Single by The Hollywood Flames
- B-side: "Crazy"
- Released: October 1957
- Genre: Doo wop
- Length: 2:08
- Label: Ebb
- Songwriter(s): John Gray, Bobby Day
- Producer(s): John Dolphin

The Hollywood Flames singles chronology
| "Peggy" (1954) | "Buzz-Buzz-Buzz" (1957) | "Strollin' on the Beach" (1958) |

= Buzz-Buzz-Buzz =

"Buzz-Buzz-Buzz" is a song written by John Gray and Bobby Day and performed by The Hollywood Flames. The lead vocals were by Earl Nelson, and later by Bob & Earl. It reached number 5 on the US R&B chart and number 11 on the Billboard pop chart in 1957.

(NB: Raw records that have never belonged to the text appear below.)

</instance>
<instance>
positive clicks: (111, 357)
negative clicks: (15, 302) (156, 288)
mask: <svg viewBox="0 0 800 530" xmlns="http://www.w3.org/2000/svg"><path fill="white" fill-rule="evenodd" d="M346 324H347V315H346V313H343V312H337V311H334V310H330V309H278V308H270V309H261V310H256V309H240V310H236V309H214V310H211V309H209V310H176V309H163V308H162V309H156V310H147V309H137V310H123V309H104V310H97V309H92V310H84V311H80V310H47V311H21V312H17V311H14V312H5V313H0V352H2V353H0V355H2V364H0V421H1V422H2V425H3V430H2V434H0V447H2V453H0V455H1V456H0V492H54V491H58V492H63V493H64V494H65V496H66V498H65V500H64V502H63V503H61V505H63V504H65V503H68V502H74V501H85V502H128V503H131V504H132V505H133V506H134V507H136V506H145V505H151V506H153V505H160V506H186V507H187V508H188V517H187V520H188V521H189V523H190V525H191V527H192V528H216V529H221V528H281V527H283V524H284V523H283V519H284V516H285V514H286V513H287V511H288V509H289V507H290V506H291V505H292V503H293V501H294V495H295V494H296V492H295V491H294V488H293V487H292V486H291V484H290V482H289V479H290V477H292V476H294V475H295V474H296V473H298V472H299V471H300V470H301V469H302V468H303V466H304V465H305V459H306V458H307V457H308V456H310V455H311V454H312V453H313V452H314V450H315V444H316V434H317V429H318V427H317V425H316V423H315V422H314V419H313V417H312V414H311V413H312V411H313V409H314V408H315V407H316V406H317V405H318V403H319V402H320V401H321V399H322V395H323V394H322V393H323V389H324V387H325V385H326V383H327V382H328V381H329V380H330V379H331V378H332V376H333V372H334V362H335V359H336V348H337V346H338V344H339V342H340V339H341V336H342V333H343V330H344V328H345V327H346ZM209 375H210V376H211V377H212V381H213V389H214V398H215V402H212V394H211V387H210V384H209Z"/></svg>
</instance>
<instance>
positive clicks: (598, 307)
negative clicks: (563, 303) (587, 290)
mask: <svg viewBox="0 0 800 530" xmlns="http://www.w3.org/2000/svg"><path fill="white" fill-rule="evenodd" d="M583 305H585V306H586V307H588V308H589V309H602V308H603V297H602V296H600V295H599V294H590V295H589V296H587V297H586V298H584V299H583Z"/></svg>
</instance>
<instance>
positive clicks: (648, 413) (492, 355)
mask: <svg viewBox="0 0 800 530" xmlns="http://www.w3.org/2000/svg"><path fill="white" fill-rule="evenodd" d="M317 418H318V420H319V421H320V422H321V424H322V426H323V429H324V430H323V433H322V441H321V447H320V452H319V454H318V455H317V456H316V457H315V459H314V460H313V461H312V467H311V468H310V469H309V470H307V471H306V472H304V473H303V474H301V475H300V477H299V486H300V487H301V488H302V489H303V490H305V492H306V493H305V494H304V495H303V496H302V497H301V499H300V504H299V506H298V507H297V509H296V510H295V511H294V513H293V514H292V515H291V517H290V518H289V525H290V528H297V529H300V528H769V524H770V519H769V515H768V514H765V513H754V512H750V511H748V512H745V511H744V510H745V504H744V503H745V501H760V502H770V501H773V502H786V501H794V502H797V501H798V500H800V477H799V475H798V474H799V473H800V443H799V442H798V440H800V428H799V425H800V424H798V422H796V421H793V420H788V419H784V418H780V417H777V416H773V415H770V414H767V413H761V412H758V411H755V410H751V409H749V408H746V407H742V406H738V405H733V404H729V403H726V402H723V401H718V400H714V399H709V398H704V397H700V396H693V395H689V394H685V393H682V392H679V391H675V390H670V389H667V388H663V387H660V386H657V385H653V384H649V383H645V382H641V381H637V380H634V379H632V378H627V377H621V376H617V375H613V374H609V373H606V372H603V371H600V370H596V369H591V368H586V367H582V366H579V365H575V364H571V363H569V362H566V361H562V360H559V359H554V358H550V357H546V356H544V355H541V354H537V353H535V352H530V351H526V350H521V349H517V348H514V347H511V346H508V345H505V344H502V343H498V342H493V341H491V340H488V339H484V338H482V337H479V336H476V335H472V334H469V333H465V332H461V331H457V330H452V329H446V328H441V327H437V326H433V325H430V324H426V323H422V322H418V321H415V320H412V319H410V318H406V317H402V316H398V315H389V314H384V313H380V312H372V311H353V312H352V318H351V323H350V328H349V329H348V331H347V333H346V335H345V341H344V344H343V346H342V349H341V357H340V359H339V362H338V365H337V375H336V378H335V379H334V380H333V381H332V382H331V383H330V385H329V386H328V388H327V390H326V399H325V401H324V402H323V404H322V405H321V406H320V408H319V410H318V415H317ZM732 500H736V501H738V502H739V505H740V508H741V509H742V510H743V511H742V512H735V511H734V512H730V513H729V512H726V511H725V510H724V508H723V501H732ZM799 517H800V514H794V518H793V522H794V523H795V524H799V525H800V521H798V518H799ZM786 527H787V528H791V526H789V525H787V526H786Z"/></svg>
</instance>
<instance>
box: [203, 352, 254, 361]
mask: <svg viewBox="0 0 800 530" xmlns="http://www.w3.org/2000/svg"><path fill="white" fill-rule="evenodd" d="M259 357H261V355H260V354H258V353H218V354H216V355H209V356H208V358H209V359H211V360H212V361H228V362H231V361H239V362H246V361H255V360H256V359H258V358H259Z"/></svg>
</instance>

The single ranked 94th on Billboard's Year-End Hot 100 singles of 1958.

==Other versions==
- Rusty Draper released a version of the song as the B-side to his 1957 single, "I Get the Blues When It Rains". It reached #21 in Canada.
- Frankie Lymon released a version of the song as the B-side to his 1960 single, "Waitin' in School".
- Bobby Day later released his own version as the B-side to his 1963 single, "Pretty Little Girl Next Door".
- Rocky Roberts and the Airedales released a version of the song as a single in 1967.
- Shakin' Stevens and the Sunsets released a version of the song on his 1973 album, Shakin' Stevens & Sunsets.
- Jonathan Richman & the Modern Lovers released a version of the song as a single in 1978 in the United Kingdom.
- The Blasters released a version of the song on their 1980 album, American Music.
- Huey Lewis and the News released a version of the song on their 1982 album, Picture This.
- The Beach Boys performed the song live during 1984.
- Los Lobos with Lalo Guerrero released a version of the song on their 1995 album, Papa's Dream.
- Collage released a version of the song on their 1999 album, Chapter II 1999.
- The Refreshments released a version of the song on their 2008 album, Jukebox - Refreshing Classics.